Did you read “Cascadian’s” comment above? He considers himself “crazy far left.” If you simply Google “leftists for Ron Paul,” you’ll find a lot of articles online. Bob from Brockley has a few blog posts about this. He finds much left-libertarian support for Paul. Roland Dobbs (But I am a Liberal!) has also addressed the issue:
“Cascadian’s” comment reflected traditional (non-Left) libertarianism — small government, and constitution-obsession.
But Bill Weinberg, from ww4report.com, pointed to an article on the World Socialist Web Site which shows the usual suspect, CounterPunch, being one of the main sources of Left support for Ron Paul. the link is here: http://www.wsws.org/articles/2008/jan2008/paul-j22.shtml
The link you provided to the liberal blog referred to comments made on an Indymedia cite’s open publishing comments, which can’t be taken seriously as a source of Left opinion.
I also tried the google search you recommended, and found a bunch of Left critiques of Ron Paul. From this short search, seems like the “left support for Ron Paul” claim is exaggerated. Seems his support is from other sections of people holding anti-war views. But this broad and heterogenous group shouldn’t be confused or conflated with leftists in general.
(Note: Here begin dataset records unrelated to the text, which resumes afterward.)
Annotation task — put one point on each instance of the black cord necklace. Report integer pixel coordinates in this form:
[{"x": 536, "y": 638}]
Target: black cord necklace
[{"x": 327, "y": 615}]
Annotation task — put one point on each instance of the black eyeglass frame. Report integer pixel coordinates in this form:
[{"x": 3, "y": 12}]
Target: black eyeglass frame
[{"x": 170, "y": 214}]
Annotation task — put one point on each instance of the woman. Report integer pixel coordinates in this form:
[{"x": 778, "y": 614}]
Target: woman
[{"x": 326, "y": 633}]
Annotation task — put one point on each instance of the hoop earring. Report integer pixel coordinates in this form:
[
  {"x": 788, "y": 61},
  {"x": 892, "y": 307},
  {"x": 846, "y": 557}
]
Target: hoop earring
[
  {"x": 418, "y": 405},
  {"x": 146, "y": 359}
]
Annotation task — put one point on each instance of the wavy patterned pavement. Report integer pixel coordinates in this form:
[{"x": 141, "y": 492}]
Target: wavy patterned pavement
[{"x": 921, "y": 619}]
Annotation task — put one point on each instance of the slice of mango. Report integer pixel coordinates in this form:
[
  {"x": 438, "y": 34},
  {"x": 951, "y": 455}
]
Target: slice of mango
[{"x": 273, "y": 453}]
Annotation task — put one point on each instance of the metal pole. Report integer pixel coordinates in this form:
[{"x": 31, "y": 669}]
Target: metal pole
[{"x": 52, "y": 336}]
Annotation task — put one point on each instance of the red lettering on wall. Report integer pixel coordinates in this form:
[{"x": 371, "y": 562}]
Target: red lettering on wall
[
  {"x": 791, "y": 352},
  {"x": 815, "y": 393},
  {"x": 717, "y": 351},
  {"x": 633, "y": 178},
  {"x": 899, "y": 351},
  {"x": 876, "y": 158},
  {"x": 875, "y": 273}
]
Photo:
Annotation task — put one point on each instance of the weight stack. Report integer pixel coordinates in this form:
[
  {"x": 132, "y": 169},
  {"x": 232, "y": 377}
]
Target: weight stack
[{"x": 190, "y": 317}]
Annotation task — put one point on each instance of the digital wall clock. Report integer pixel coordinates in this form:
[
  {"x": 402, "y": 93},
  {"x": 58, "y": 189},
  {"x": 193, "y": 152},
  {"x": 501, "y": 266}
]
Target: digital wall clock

I take people’s claims of political self-identification seriously. In other words, when Cascadian says he’s “crazy far left” I think he has some idea of what he means when refers to himself in this manner.
As far as Paul goes, his support is coming from people with marginal political views. That includes people on the left and the right. I agree that the latter dominate. However, I’ve talked to many Kucinich supporters who would consider voting for Paul and if you do a bit of searching there are others on the lib-left who support him as well.
Lastly, while you may not consider Indy or Counterpunch an accurate barometer of radical leftist opinion I will suggest to you that both of these infantile sites have far greater readerships than Bill’s WW4. Don’t get me wrong, I prefer Bill’s perspective to the vast majority of what’s out there on the rad-left but he is far and away a minority.